PS 68-138
Using gut passage time and mathematical models to predict disease prevalence in Daphnia dentifera
Successful transmission of parasites between hosts involves many factors including the ability of the parasite to infect the host, within-host growth rate, and the release of infectious propagules. When hosts become infected while foraging, transmission can depend on the host’s resource acquisition traits. We used the planktonic host Daphnia dentifera infected with the virulent fungal pathogen Metschnikowia bicuspidata to ask how genetically and environmentally determined differences in feeding rate among hosts may influence gut passage time (GPT) and disease prevalence. We used a series of laboratory assays to investigate the role of host genotype, the presence or absence of predator kairomones and resource levels on GPT in three genotypes of D. dentifera that are known to vary in their feeding rate and susceptibility to Metschnikowia. In addition, we constructed and analyzed a four-population model. We predicted that increased per-spore infectivity would increase disease prevalence and that longer gut passage times would increase per-spore infectivity. The model was analyzed with a range of values for per-spore infectivity. GPT and disease prevalence were measured in both the presence and absence of a predator (the phantom midge Chaoborus) under two resource conditions (high vs. low quantity).
Results/Conclusions
The model predicted that an increase in per-spore infectivity would result in increased disease prevalence.
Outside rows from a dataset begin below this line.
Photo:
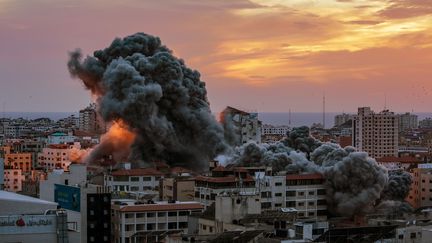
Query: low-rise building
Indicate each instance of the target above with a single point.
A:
(129, 219)
(13, 179)
(134, 180)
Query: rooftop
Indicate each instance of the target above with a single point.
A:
(137, 172)
(164, 206)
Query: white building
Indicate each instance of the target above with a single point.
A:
(342, 118)
(77, 197)
(57, 156)
(133, 180)
(274, 130)
(131, 220)
(27, 220)
(408, 121)
(13, 179)
(244, 126)
(60, 138)
(376, 133)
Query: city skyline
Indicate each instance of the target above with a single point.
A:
(291, 54)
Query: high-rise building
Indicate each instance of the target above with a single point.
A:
(407, 121)
(241, 126)
(376, 133)
(89, 120)
(342, 118)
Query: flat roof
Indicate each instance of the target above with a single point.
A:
(11, 196)
(160, 207)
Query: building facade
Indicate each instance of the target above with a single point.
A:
(376, 133)
(130, 220)
(242, 126)
(407, 121)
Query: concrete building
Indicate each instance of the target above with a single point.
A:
(22, 161)
(134, 180)
(222, 179)
(342, 118)
(177, 189)
(243, 126)
(27, 220)
(420, 194)
(376, 133)
(426, 123)
(307, 194)
(57, 156)
(131, 220)
(13, 179)
(60, 138)
(88, 206)
(274, 130)
(399, 163)
(407, 121)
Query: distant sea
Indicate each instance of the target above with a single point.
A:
(273, 118)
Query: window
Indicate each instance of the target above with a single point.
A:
(290, 204)
(321, 192)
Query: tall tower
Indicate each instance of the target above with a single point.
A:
(324, 110)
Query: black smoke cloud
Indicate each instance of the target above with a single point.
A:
(355, 183)
(139, 81)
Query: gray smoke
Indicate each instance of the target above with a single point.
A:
(163, 102)
(300, 140)
(398, 186)
(253, 154)
(355, 182)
The empirical results revealed that GPT was influenced by a significant three way interaction between genotype, kairomone and resource levels. Gut passage times typically were longer under low food conditions, but only one of the three genotypes responded to the presence of predator kairomones. For that genotype, gut passage time was longer in the kairomone treatment, particularly when resource conditions were low. The initial susceptibility assay did not support our initial predictions; no significant difference in disease prevalence was observed the treatments, nor was there a significant correlation between GPT and prevalence. These results suggest that many factors contribute to the differences observed in GPT, but susceptibility may not be directly influenced by GPT.